Federal Reserve Minutes advance half-point rate hikes in June and July

Federal Reserve Minutes advance half-point rate hikes in June and July

“All participants agreed that the US economy was very strong, the labor market was extremely tight and inflation was very high,” according to the minutes, with “upside” risks of even faster inflation given current problems. of global supply, the war in Ukraine, and the ongoing coronavirus lockdowns in China.

In that context, “participants agreed that the (Federal Open Market) Committee should quickly move the monetary policy stance toward a neutral stance. (…) They also pointed out that a restrictive policy stance may become appropriate”.

“Many participants” judged that raising rates now “would leave the Committee in a good position to assess the effects of monetary policy tightening later in the year”.

The minutes show the Fed fully focused on the goal of steering the economy toward lower inflation without causing a recession or pushing a substantially higher unemployment rate, a task that “several participants” at this month’s meeting said they would be a challenge in today’s environment.

“Several” Fed officials said the data had begun to indicate that inflation “might stop getting worse.” But even they agreed that it was “too early to be confident that inflation had peaked.”

These definitions of the entity chaired by Jerome Powell cast a cloak of doubt on the future of economic activity not only in the United States but throughout the globe.
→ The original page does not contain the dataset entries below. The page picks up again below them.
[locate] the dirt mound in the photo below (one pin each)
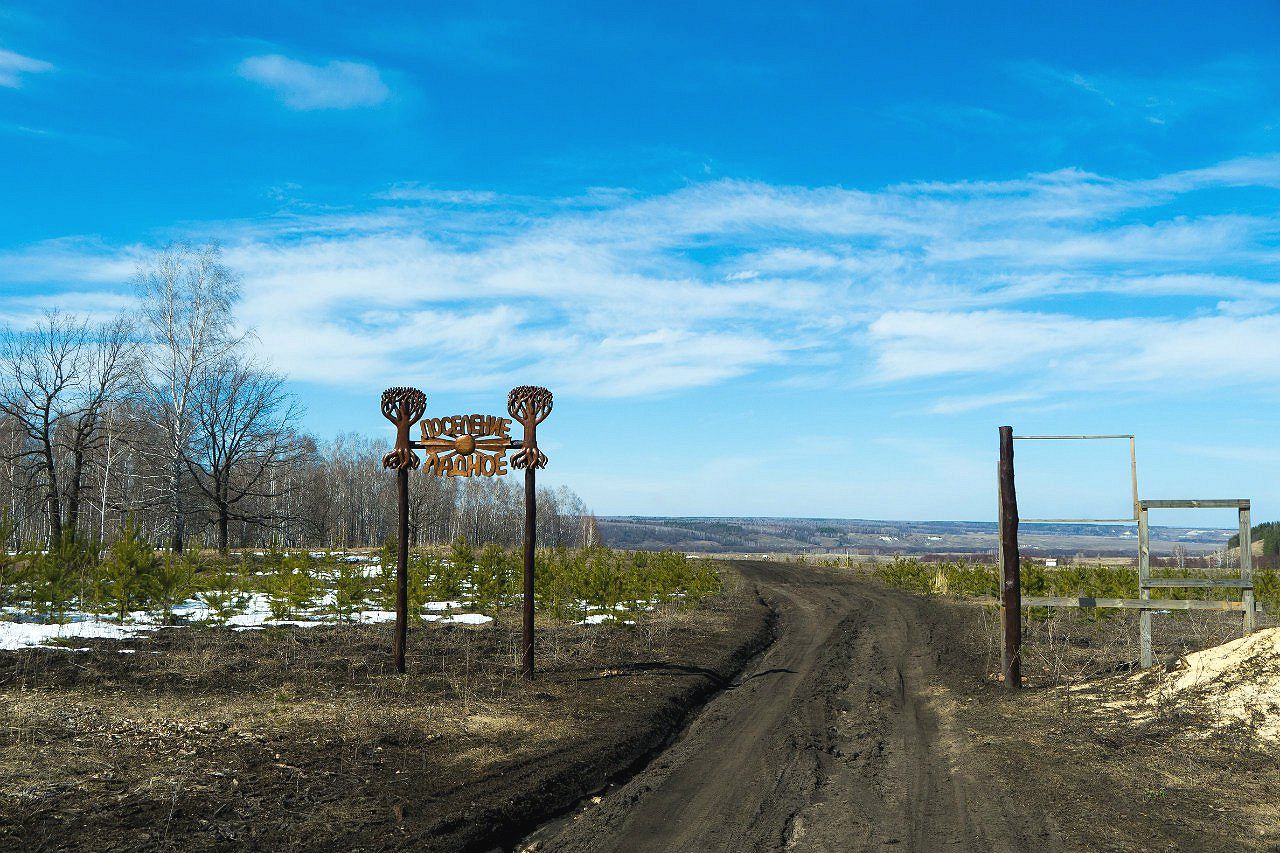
(1230, 684)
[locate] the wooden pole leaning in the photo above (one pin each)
(1010, 582)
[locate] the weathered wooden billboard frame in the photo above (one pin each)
(466, 446)
(1011, 601)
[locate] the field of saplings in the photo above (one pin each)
(1087, 579)
(83, 589)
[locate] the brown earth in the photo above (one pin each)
(873, 724)
(869, 723)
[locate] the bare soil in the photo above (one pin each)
(302, 739)
(871, 721)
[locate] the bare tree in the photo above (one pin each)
(187, 297)
(106, 365)
(41, 372)
(243, 436)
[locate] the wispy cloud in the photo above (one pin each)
(14, 67)
(1060, 282)
(302, 86)
(1153, 99)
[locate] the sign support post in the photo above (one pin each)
(402, 406)
(530, 406)
(1010, 579)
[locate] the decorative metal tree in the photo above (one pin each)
(530, 405)
(403, 407)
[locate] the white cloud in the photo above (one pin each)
(1057, 282)
(14, 65)
(302, 86)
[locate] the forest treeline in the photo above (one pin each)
(164, 419)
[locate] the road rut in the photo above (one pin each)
(836, 738)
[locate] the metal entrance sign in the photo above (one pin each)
(466, 446)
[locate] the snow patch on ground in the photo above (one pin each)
(1234, 683)
(14, 635)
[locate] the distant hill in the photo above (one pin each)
(1266, 538)
(867, 537)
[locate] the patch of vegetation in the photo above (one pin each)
(1095, 580)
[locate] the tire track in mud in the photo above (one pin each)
(836, 738)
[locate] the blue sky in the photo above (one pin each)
(773, 259)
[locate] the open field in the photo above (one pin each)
(289, 738)
(871, 717)
(867, 538)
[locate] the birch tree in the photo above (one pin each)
(243, 437)
(40, 372)
(187, 296)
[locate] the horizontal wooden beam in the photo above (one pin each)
(1123, 603)
(1229, 503)
(1129, 520)
(1061, 438)
(1200, 583)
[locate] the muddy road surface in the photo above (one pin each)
(839, 737)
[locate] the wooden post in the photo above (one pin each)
(526, 662)
(1143, 585)
(1247, 570)
(401, 571)
(1011, 589)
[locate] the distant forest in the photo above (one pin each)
(164, 416)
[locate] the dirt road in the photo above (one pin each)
(836, 738)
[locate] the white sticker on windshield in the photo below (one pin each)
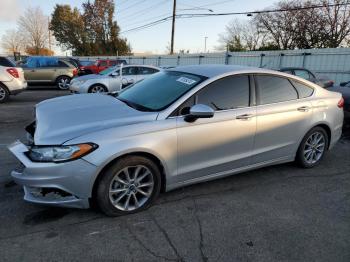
(186, 80)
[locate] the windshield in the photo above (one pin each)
(159, 90)
(108, 70)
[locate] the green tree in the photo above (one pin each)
(92, 32)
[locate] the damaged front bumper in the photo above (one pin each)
(67, 184)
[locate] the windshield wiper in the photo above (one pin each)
(135, 105)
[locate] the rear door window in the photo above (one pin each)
(273, 89)
(227, 93)
(6, 62)
(146, 70)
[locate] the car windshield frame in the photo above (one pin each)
(142, 107)
(108, 70)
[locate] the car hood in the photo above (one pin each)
(88, 77)
(64, 118)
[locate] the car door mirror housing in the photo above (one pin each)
(199, 111)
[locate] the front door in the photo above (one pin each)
(283, 119)
(223, 143)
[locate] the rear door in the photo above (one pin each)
(208, 147)
(283, 118)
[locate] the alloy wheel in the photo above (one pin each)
(131, 187)
(314, 147)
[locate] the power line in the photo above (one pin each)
(230, 13)
(130, 6)
(145, 9)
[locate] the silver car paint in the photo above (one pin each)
(188, 152)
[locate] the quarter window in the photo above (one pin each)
(303, 90)
(274, 89)
(303, 74)
(226, 93)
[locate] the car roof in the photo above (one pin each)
(293, 68)
(217, 70)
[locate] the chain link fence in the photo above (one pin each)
(331, 62)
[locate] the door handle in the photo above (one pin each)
(244, 117)
(303, 109)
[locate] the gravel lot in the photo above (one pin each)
(280, 213)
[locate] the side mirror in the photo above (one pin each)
(114, 74)
(199, 111)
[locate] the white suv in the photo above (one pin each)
(12, 79)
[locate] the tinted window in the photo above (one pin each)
(303, 74)
(303, 90)
(103, 63)
(227, 93)
(129, 71)
(159, 90)
(275, 89)
(6, 62)
(62, 64)
(146, 71)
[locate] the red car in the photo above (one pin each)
(101, 64)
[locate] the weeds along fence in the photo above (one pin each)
(331, 62)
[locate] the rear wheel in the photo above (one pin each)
(128, 186)
(4, 94)
(98, 89)
(62, 82)
(312, 148)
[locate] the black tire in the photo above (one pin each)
(4, 93)
(102, 196)
(62, 82)
(301, 158)
(97, 86)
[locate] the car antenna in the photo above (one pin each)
(121, 76)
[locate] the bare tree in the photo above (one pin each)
(307, 27)
(12, 41)
(241, 35)
(33, 25)
(337, 23)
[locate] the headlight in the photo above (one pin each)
(60, 153)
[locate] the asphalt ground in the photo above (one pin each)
(279, 213)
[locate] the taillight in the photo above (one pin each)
(341, 103)
(13, 72)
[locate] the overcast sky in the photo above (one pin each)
(189, 33)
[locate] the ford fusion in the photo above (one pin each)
(177, 127)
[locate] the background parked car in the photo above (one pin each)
(41, 69)
(308, 75)
(109, 80)
(102, 64)
(12, 79)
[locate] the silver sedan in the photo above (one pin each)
(177, 127)
(110, 79)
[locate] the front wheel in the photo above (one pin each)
(312, 148)
(128, 186)
(62, 82)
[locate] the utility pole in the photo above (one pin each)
(48, 28)
(205, 44)
(173, 29)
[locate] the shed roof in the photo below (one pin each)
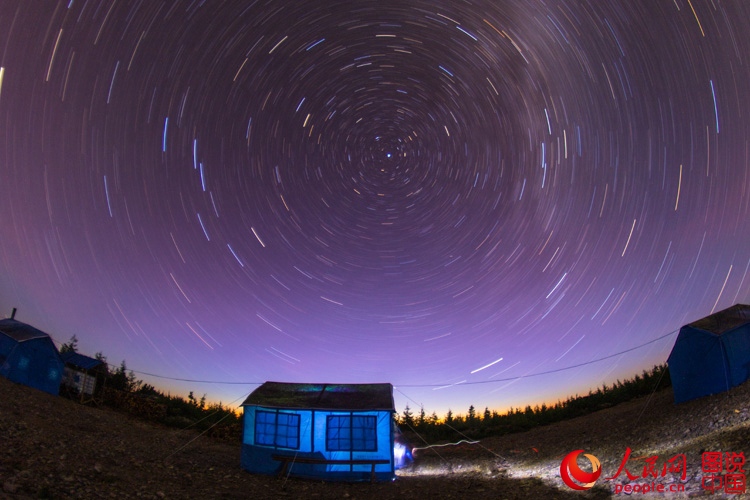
(323, 396)
(80, 360)
(20, 332)
(725, 320)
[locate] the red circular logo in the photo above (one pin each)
(572, 475)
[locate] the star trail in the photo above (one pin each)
(495, 203)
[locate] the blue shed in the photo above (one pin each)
(711, 355)
(333, 432)
(29, 357)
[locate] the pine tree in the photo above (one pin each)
(70, 346)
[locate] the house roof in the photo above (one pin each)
(80, 360)
(323, 396)
(20, 332)
(725, 320)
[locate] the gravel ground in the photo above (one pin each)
(51, 447)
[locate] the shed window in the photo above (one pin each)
(277, 429)
(351, 433)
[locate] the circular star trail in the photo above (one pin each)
(457, 195)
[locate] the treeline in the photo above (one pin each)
(478, 424)
(119, 389)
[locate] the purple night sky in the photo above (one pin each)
(451, 196)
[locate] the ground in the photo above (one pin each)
(51, 447)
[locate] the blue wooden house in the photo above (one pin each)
(333, 432)
(711, 355)
(29, 356)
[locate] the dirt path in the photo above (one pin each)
(54, 448)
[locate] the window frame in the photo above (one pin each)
(360, 438)
(292, 423)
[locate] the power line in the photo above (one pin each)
(478, 382)
(547, 372)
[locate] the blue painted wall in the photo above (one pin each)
(312, 443)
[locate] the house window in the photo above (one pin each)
(280, 430)
(351, 433)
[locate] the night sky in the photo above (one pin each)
(451, 196)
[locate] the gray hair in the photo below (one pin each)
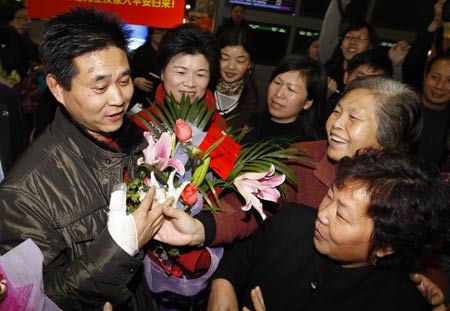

On horseback from this perspective is that many institutions are already warning about a scenario of stagflation, that is, of stagnation in world growth simultaneously with high inflation, which in several central countries is at maximum levels in several decades.

After the minutes of the US central bank were released, the dollar rebounded internationally. Yesterday, the dollar index, which compares the US currency with a basket of similar currencies, rose 0.285% to 102.04.

In parallel, despite the message, the New York Stock Exchange closed with rises in its main indices. “The uniformity of opinion is a good thing,” said Ross Mayfield, an investment strategies analyst at Baird. “By the time (the Fed) gets to September, they will have plenty of economic data to make their move from there, so they continue to keep their options open.”